Contaminazione mercurio in mare più estesa del previsto

tonnoAnche i microrganismi che vivono nell’oceano aperto, e non solo quelli delle coste, convertono il mercurio inorganico in una sostanza tossica che può essere assimilata dai pesci: di conseguenza la contaminazione da mercurio della catena alimentare marina potrebbe essere più estesa del previsto. La scoperta, pubblicata su Nature Geoscience, è del gruppo coordinato da Joel Blum dell’università del Michigan e chiarisce il mistero di come il mercurio contamini il pesce in mare aperto.

Disciolto in acqua, il mercurio non solo contamina la catena alimentare marina ma arriva anche all’uomo che lo assimila soprattutto consumando pesci di grossa taglia, come pesce spada e tonno. Gli effetti sull’uomo possono includere danni al sistema nervoso centrale e al sistema immunitario. Ma a essere particolarmente vulnerabile è il cervello in via di sviluppo dei feti e dei bambini.

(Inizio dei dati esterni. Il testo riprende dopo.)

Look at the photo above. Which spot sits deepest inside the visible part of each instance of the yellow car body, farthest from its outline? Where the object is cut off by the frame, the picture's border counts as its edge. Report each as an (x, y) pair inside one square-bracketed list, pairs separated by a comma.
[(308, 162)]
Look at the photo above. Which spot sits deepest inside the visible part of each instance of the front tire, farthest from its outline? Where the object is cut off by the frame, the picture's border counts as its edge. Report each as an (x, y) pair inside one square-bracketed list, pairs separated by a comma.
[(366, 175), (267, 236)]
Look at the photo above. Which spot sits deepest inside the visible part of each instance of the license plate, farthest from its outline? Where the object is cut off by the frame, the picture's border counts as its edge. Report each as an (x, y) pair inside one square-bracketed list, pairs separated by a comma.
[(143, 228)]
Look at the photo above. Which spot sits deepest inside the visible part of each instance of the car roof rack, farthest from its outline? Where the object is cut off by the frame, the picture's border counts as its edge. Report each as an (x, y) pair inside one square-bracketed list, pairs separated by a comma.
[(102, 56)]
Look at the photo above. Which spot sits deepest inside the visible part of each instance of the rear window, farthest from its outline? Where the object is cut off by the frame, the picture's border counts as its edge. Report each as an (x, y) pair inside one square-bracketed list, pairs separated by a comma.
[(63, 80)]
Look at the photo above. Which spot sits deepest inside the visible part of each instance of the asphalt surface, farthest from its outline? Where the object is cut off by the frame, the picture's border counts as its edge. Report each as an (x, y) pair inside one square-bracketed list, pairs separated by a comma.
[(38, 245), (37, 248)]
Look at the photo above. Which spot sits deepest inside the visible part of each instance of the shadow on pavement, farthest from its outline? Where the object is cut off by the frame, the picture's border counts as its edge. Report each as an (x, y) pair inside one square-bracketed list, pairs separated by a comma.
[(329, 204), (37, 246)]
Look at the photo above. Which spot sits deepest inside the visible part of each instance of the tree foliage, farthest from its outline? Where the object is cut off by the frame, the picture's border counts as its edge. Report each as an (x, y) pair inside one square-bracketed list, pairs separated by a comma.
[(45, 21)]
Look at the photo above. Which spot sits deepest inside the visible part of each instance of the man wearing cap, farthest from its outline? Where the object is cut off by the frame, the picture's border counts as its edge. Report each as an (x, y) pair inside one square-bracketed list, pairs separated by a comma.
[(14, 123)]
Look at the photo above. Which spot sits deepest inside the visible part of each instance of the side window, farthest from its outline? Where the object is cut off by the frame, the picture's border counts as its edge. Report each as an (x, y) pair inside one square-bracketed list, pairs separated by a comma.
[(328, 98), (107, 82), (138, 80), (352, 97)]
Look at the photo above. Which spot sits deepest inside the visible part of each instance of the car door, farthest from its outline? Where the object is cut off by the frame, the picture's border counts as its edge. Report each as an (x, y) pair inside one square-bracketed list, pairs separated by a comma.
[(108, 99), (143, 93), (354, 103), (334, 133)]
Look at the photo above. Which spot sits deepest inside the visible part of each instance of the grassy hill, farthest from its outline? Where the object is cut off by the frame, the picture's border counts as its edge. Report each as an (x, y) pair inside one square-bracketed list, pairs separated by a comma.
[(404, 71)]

Secondo il lavoro questa sostanza negli oceani aumenterà nei prossimi decenni e, nel Pacifico, potrebbe raddoppiare entro la metà del secolo. Il lavoro mostra che l’80% della forma tossica di mercurio presente nei pesci del Pacifico settentrionale, e chiamata metilmercurio, è prodotto nelle profondità oceanica dai batteri che si cibano di materia organica. Per nutrirsi, i batteri scompongono la materia organica e trasformano il mercurio presente in essa nella forma tossica.